Who is Ched Myers, and why this book?
Ched Myers is an American theologian, biblical scholar, and lay activist, working out of the Bartimaeus Cooperative Ministries in California. Binding the Strong Man is his major commentary on Mark, originally published in 1988 and reissued with new prefatory material in 2008. It is one of the few full commentaries on a gospel that takes its primary lens to be socio-political and economic, rather than doctrinal or devotional.
The book reads Mark's gospel as an act of "non-violent resistance literature" — a document written for a community trying to live faithfully under empire, in the shadow of a recent and devastating war, and in deliberate distance from both the religious establishment that collaborated with empire and the Zealot movement that fought it with violence. Mark, on Myers' reading, is calling his community to a third way: discipleship as the politics of the cross.
What it looks like in practice
Three moves of Myers' reading recur through this course.
First, the historical-political situation matters. Mark is not a document floating free of time. It is written in occupied Roman Palestine in the early 70s. The temple has just been destroyed; Jewish-Christian communities are negotiating their place between an angry Roman empire and a wounded Jewish establishment. Every page of Mark is shaped by that context.
Second, the structural reading matters. Myers reads the gospel architecturally — sandwiches, framing pericopes, the central pivot at Caesarea Philippi, the journey-section catechism of discipleship. The structure carries the argument; reading verse-by-verse misses the argument. (The companion sidebar on the Markan sandwich and framing pericope unpacks the technique in more detail.)
Third, the economic and political register matters. When Mark uses the word euangelion (good news), he is borrowing imperial vocabulary. When he uses huios Dauid (Son of David), he is making a messianic-political claim. When the cloak of Bartimaeus, the cup of the disciples, the temple economy, and the ransom-for-many all appear in close proximity, Mark is doing political-economic theology, not abstract spirituality. Myers' reading honours that.
What it does not mean
Three things this reading is not.
It is not Marxist (a charge sometimes levelled at Myers). Myers' politics are non-violent and pastoral, in the tradition of the Catholic Worker movement and Sojourners. The reading is socio-political because Mark is socio-political; the reading does not impose a twentieth-century framework onto a first-century text.

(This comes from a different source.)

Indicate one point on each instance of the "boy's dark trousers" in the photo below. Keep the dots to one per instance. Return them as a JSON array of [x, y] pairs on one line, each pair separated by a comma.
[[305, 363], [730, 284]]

It is not anti-spiritual or anti-doctrinal. The Wesleyan-liberal frame the course holds (prevenient grace, social holiness, incarnational presence) is not in conflict with Myers' reading; the two are partners. Myers' Mark is the Mark of the kingdom drawing near, where God's love is at work in the broken and the searching as much as in the saved and the certain.
It is not the only valid reading. The doctrinal, devotional, mystical, and theological-aesthetic readings of Mark all have their place. The course chooses the political-pastoral reading because it is the reading that opens up the gospel most fully for our time and place, and because the church has sometimes domesticated Mark by reading him otherwise.

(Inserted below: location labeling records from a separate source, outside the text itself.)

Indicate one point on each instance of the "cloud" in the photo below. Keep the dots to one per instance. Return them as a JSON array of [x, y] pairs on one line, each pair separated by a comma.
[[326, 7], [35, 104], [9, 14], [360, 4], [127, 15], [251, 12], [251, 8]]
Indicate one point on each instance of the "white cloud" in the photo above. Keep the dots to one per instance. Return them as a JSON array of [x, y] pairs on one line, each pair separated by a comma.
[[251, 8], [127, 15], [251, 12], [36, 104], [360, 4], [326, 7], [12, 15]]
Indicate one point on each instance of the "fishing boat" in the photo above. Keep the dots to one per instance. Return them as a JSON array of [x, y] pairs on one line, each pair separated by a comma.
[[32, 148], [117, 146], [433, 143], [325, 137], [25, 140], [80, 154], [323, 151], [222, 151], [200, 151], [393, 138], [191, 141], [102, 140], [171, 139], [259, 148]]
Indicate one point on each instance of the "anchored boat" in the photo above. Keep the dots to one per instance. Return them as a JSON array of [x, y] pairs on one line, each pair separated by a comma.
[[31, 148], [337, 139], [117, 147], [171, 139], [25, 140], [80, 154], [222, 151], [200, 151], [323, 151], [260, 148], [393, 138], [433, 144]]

Where Myers and the Wesleyan-liberal register diverge
Three places, briefly.
Atonement. Myers' political-economic reading of the ransom-for-many (Mark 10v45) does not pick an atonement theory; this course holds a similar non-prescriptive position, named generously-orthodox, but adds an explicit positive claim about Jesus' death and resurrection. The Wesleyan addition is real.
Personal piety. Myers' reading is strong on social holiness and weaker on the means-of-grace personal practices that Wesleyan Methodism holds central. This course holds both: the practice-for-the-week and the Methodist Way of Life carry the personal-piety register that Myers does not emphasise.

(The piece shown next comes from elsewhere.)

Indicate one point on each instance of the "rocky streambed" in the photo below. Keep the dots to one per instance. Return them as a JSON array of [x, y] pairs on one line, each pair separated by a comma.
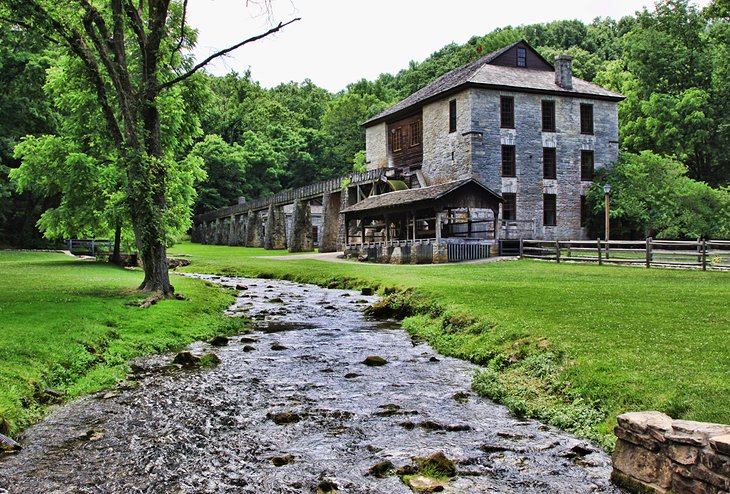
[[297, 406]]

Pastoral tone. Myers writes for activists; this course is written for a Methodist Circuit. The political reading is preserved; the register is pastoral.
Where to read Myers if you want to go further
The book itself: Ched Myers, Binding the Strong Man: A Political Reading of Mark's Story of Jesus (Orbis Books, 20th anniversary edition 2008). The introduction and the first three chapters are the most accessible starting point.
A shorter companion: Ched Myers and others, Say to This Mountain: Mark's Story of Discipleship (Orbis, 1996). Written for small-group study; closer in shape to what this course is doing.
For online resources, Bartimaeus Cooperative Ministries (bcm-net.org) maintains study materials, podcasts, and commentary that build on the Binding the Strong Man project.